Ya lo había hecho en la cercana Casa de Chá.
Sin embargo, el arquitecto se enfrentaba ahora a un programa muy sencillo —unas piscinas con sus vestuarios—, pero que debía levantar en un lugar que desafiaba a cualquier tradición. Un lugar cuyo único contacto con el hombre eran las lejanas siluetas de los barcos mercantes.
Se enfrentaba a un lugar que es más viejo que la humanidad, un lugar que es tan antiguo como el propio mundo. Un lugar infinito.
Se enfrentaba al océano.
Así que decidió no enfrentarse a él.
Si el Atlántico puede ser encrespado y brutal, Siza comprendió que no podía ser su enemigo. Comprendió que tendría que negociar con él y, como haría un domador, acariciarlo con la roca, con la piel a la que el océano estaba acostumbrado, y el hormigón, que es la roca líquida.
Como el ayuntamiento de Matosinhos no disponía de plano topográfico de la zona, Siza tuvo que pasar varias jornadas en el terreno midiendo y marcando y anotando cada entrante y cada protuberancia.
Quería saber cómo era y dónde estaba exactamente cada roca.
A mí me gusta pensar que fue en ese momento, mientras medía y dibujaba, cuando descubrió el "genius loci"; el espíritu del lugar. En arquitectura, el genius loci nos sirve para poner nombre a los aspectos intangibles que definen las características distintivas de cada sitio.
Sí, es posible que fuese allí, debajo del paseo marítimo y rodeado de rocas y arena, con el océano delante y la ciudad detrás, cuando Siza cayó en la cuenta de que las piscinas no estarían en un lado ni en el otro.
Que las piscinas de las mareas no pertenecerían al mar ni al hombre, sino a ese lugar que no es un lugar y que son todos los lugares a la vez.
Al umbral.
Un umbral no es un límite. El límite se define por un borde, por una línea divisoria: lo que está a un lado y lo que está al otro.

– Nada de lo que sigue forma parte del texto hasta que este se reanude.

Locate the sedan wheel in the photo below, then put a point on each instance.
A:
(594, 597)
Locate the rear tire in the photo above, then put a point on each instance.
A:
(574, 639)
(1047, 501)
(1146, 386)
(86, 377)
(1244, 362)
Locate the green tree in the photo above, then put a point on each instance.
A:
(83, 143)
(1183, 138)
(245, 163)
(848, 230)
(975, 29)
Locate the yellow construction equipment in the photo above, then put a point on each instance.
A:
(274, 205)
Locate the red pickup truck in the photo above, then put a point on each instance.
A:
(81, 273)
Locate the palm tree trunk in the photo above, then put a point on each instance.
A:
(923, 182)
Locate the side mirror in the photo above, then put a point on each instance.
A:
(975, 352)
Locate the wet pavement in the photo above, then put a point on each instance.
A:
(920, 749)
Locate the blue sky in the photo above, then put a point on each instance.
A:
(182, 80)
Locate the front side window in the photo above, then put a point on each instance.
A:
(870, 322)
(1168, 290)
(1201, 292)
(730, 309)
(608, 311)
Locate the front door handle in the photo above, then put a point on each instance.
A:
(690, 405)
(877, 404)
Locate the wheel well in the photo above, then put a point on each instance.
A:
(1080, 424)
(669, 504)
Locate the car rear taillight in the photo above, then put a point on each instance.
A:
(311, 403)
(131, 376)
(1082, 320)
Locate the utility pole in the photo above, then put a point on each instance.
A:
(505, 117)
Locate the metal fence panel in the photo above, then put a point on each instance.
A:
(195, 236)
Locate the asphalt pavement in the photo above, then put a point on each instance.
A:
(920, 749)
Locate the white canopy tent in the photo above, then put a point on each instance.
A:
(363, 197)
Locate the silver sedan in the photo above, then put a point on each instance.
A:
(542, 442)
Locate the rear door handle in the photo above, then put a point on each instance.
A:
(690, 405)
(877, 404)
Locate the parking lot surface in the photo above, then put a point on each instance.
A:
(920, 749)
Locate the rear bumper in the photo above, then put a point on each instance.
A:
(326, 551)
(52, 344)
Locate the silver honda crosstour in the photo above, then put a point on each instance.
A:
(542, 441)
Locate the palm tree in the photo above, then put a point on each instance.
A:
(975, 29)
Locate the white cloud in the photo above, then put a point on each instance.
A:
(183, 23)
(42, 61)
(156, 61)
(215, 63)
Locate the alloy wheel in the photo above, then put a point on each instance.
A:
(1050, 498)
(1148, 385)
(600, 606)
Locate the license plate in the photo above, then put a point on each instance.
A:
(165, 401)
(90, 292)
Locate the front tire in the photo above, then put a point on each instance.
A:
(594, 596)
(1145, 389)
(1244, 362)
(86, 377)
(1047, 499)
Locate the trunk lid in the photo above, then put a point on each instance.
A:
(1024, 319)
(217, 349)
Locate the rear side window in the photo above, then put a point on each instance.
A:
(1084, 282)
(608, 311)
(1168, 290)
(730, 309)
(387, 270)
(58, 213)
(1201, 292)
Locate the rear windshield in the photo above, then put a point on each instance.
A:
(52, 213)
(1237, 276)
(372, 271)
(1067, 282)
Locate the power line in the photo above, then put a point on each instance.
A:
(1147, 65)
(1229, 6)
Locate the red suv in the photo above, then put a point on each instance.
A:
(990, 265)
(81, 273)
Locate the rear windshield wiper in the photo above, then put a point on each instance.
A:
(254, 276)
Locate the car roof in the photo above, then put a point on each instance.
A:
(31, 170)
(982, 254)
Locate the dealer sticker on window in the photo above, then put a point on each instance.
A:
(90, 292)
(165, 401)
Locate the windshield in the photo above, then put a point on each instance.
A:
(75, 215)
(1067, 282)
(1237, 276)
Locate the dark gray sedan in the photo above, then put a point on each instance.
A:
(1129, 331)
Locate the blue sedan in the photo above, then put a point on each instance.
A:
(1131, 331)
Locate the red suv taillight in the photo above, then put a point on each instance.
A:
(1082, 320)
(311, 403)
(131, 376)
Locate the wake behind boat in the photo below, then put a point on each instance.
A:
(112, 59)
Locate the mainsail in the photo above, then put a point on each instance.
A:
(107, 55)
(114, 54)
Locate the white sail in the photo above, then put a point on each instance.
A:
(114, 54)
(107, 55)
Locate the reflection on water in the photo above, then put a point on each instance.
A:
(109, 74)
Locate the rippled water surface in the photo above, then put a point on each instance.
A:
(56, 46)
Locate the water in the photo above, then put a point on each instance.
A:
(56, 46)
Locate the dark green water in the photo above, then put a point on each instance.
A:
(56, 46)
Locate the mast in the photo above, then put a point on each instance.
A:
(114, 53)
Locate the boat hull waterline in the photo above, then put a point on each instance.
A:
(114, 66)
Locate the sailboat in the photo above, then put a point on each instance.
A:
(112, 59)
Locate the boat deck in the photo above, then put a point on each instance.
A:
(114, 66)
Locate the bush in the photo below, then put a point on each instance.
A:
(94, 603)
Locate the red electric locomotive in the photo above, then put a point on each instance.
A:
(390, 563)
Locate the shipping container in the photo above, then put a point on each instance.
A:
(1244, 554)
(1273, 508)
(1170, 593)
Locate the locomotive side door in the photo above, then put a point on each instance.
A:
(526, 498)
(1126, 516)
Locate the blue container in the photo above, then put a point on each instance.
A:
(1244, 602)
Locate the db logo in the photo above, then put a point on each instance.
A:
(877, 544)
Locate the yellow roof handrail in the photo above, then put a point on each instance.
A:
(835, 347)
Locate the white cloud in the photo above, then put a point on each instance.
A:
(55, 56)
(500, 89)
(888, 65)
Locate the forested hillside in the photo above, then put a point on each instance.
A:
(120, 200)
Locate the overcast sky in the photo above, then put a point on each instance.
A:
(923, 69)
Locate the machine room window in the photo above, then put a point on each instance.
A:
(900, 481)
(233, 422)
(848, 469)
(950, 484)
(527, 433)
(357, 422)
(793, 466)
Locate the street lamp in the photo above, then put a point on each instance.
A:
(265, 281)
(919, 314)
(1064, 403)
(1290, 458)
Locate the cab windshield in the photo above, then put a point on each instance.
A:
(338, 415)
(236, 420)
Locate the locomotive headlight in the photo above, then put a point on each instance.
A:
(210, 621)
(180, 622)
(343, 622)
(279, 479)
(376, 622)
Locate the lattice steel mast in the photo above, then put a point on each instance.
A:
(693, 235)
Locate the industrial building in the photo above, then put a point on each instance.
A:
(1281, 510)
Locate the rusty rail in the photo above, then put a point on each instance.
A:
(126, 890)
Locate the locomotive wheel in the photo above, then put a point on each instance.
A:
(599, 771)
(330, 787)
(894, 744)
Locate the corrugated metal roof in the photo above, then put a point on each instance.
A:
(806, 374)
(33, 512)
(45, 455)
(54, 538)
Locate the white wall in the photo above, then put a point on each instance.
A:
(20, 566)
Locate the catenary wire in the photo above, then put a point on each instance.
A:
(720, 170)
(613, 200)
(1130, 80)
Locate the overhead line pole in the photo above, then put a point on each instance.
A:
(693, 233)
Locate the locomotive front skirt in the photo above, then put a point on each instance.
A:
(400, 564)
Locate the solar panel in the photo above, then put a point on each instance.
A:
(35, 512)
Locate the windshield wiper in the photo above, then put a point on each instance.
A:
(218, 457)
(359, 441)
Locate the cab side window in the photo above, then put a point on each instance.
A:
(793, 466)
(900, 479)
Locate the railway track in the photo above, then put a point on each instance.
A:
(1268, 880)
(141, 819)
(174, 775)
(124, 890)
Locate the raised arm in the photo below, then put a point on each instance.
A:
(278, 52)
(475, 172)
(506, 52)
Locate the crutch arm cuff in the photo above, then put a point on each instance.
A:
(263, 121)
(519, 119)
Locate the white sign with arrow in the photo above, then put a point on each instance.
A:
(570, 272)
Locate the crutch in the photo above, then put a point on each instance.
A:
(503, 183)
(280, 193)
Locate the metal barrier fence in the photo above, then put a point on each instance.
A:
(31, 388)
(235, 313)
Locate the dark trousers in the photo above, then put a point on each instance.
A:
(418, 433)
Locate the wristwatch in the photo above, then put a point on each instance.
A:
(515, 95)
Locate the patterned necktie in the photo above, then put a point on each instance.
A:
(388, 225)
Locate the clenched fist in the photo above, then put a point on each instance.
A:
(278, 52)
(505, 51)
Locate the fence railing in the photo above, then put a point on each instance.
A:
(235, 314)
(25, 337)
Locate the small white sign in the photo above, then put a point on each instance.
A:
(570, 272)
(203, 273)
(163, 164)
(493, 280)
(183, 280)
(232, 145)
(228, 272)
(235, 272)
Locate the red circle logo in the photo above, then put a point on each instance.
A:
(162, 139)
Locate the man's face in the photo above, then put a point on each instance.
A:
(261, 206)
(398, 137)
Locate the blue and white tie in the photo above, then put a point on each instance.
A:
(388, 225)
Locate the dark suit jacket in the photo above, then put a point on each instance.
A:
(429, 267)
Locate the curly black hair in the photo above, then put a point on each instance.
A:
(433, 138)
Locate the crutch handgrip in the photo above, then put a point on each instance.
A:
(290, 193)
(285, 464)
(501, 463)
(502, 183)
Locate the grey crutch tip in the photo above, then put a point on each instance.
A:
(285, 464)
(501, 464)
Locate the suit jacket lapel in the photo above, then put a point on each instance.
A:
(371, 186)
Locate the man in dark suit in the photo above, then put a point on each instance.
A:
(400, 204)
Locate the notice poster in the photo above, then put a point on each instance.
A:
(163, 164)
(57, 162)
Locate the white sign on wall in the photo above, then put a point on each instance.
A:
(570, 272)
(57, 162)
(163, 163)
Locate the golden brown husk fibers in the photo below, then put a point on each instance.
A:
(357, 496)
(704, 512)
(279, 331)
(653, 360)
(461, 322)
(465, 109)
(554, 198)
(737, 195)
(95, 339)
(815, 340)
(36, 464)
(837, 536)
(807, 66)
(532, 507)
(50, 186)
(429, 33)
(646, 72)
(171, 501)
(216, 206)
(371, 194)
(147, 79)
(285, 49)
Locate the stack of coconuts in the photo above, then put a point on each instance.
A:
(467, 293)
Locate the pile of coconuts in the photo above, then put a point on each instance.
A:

Sin embargo, el umbral es un alféizar y pertenece a ambos lados y a la vez es distinto a ellos.
Un umbral sirve de salida y de acceso, de prefacio y de epílogo.
Un umbral prepara la experiencia del paso y del tránsito.
Una piscina convencional tiene un borde: una pared de hormigón.
Sin embargo, Siza no estaba construyendo unas piscinas convencionales. Por eso, los propios vasos que contienen el agua están construidos en parte con muros de hormigón, pero también con las rocas preexistentes.
No podía plantear unos bordes definidos para la piscina, no en el lado del océano. Los bordes no son cuadrados, sino irregulares.
Son umbrales entre el océano y el agua domesticada.
Además, el conjunto no se levanta en la cota del paseo marítimo pero tampoco en la de la playa, sino en alturas intermedias entre ambas.
Siza parece querer dejar claro el lugar al que pertenece, que es precisamente ese lugar que no está claro.
Pero un umbral también es el lugar de la sombra.
Así, el edificio de los vestuarios transforma un camino cotidiano —quitarse ropa y zapatos, y ponerse el bañador y las chanclas— en un tránsito entre la mundana claridad de la ciudad y la luz inmensa del mar.
En los vestuarios, la escala y los materiales son todavía completamente humanos: madera embreada, tiradores de acero, lavabos, duchas y lavapiés. Sin embargo, también te prepara para el océano y te dice que el hormigón no pertenece a tu mundo y, por tanto, es intocable.
Por eso, las tuberías, las canalizaciones y los mecanismos no están embebidos en la pared sino que aparecen a la vista; y por eso la cubierta sobrevuela y apenas toca el muro de carga lo justo para sostenerse casi con la punta de sus dedos de madera.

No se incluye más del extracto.